The Tiger Forex Report 4-15-24
The Tiger Forex Report – Week of 4/15 – 4/19/2024
The DXY is looking to press the upside target #1. Geopolitics are sure to create some swings. Be nimble this week.
Crude Oil is starting to consolidate. More Bullish action is on the menu as Middle-East tensions grow.
30yr T-Bond Bears are in control as inflation fears rise. This reinforces the downtrend.
EURUSD Weekly Outlook:
Volatility in the EURUSD is heating up, and the Bears are in control. It is a sell rally forecast as the market tries to press new move lows to the downside target #1. This is about all that should manifest from an extended leg lower. Watch economic numbers. Every uptick in inflation should help to drive new move lows in this market.
Only a rally into the old critical support band would cancel the negative forecast. Trading in this area puts this currency back into the giant range trade mode. Do not be surprised if this occurs. We are likely testing the lower band of the range that this market may hold for the next few months to come. A close above the monthly directional pivot level would be needed to have any real Bullish shift in momentum.
GBPUSD Weekly Outlook:
The Pound is under the gun, but a bounce may be on the horizon. New move lows are pressing the downside correction band, and this is a key area. It is expected that the market will hold up in this area. If the GBPUSD gets below here there will be an update to figure out the extended downside forecast.
Above the downside correction band, the market will be in limbo up to the monthly directional pivot level. This is the hurdle to cross for any true Bullish confirmation. A violation here should ignite fresh buying. But do not get too excited. This just puts the GBPUSD into a wide-range trade zone. It would take a rally above the upside target #1 to confirm any multi-month shift in trend.
USDCHF Weekly Outlook:
USDCHF traders are trying to maintain the Bullish trend. Be careful. This Bull may be running out of gas. The upside target level is key. A breach of this area should touch off weak Stops and help propel this market up towards the 0.9300 level.
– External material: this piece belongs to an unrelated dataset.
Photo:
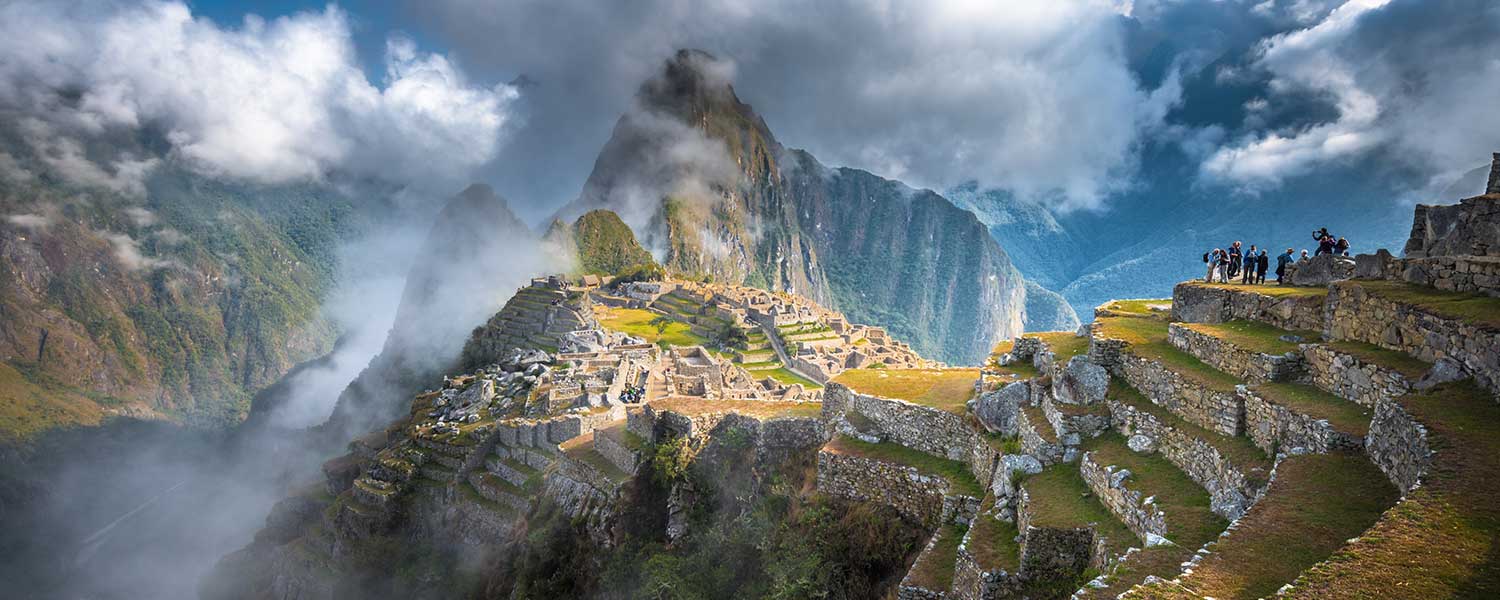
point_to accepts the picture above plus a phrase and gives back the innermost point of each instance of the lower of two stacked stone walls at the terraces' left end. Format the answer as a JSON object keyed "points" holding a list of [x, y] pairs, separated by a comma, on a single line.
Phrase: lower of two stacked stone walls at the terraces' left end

Below 0.9149 the Bears will be in a digestive phase back to the digestion area. This should be it for a pullback. The trend is strong, and unless there is a big sell-off in the USD, it is not likely that the USDCHF will get a big Bearish move. The critical short-term support band should be the floor for any harsh reversal for this currency pair.
USDJPY Weekly Outlook:
The BOJ is not getting much rest lately with the USDJPY trading at these high levels. The market is hovering around the 153.50 key pivot level. Use this for the market’s bias. Below here the market should fall back on the old upside target level. This area is likely to become a new floor for the market, but a print under here could touch off fresh selling pressure. The critical short-term correction band is the Bearish objective.
It will be touch and go above the 153.50 level. As long as Crude Oil remains firm and Yields remain high there will be little incentive to get any strong selling pressure. 155.00 is the new upper target to aim for. But be ready for a spike high with a sharp pullback.
AUDUSD Weekly Outlook:
The Bears are in control, but momentum is weak. The AUDUSD is expected to ride support this week into the downside support band. The trend is more sideways than anything, and this market is likely to remain in the chop zone. It would be unwise to get too Bearish on this FX pair unless the USD gets a big rally.
A breach of the directional pivot level is needed to give the Bulls a chance at a fresh move. Trading above here would make the upside breakout level a viable target. But beware. The upside resistance band is most likely as high as the AUDUSD can get. Trading above here is unlikely unless the USD takes one hard on the chin.
NZDUSD Weekly Outlook:
Look out below as the NZDUSD tries to press new move lows towards the downside target level. Do not try and catch a falling knife. This currency has the potential to press lows into the critical support band. This is all that is likely out of an extended sell-off. A short-term consolidation phase is expected to develop soon.
It is a sell rally forecast up to the upside correction zone. Only a violation of this area would reverse expectations as the Bulls set this currency pair up to challenge the critical resistance band. Be careful if the NZDUSD gets back up into this area. There is not likely to be much upside potential above this area.
USDCAD Weekly Outlook:
The USDCAD is spiking through resistance, and a pause for the cause is likely. A choppy digestive trade is in the short-term outlook. The trend keeps this market pointed at the upside-bullish target level. This should contain the Bulls for a bit, and a consolidation phase is very likely. Keep your Stops tight. Only a close above the 1.3835 level would confirm any longer-term Bullish trend conditions.
If the market slips back below the 1.3700 level the Bears may spark a solid sell-off. Trading back in this area would have the USDCAD looking to fall back into the upper band of the last few months’ trading range. A failure from the downside breakout level is needed to confirm a fresh Bearish trend that targets the downside correction zone.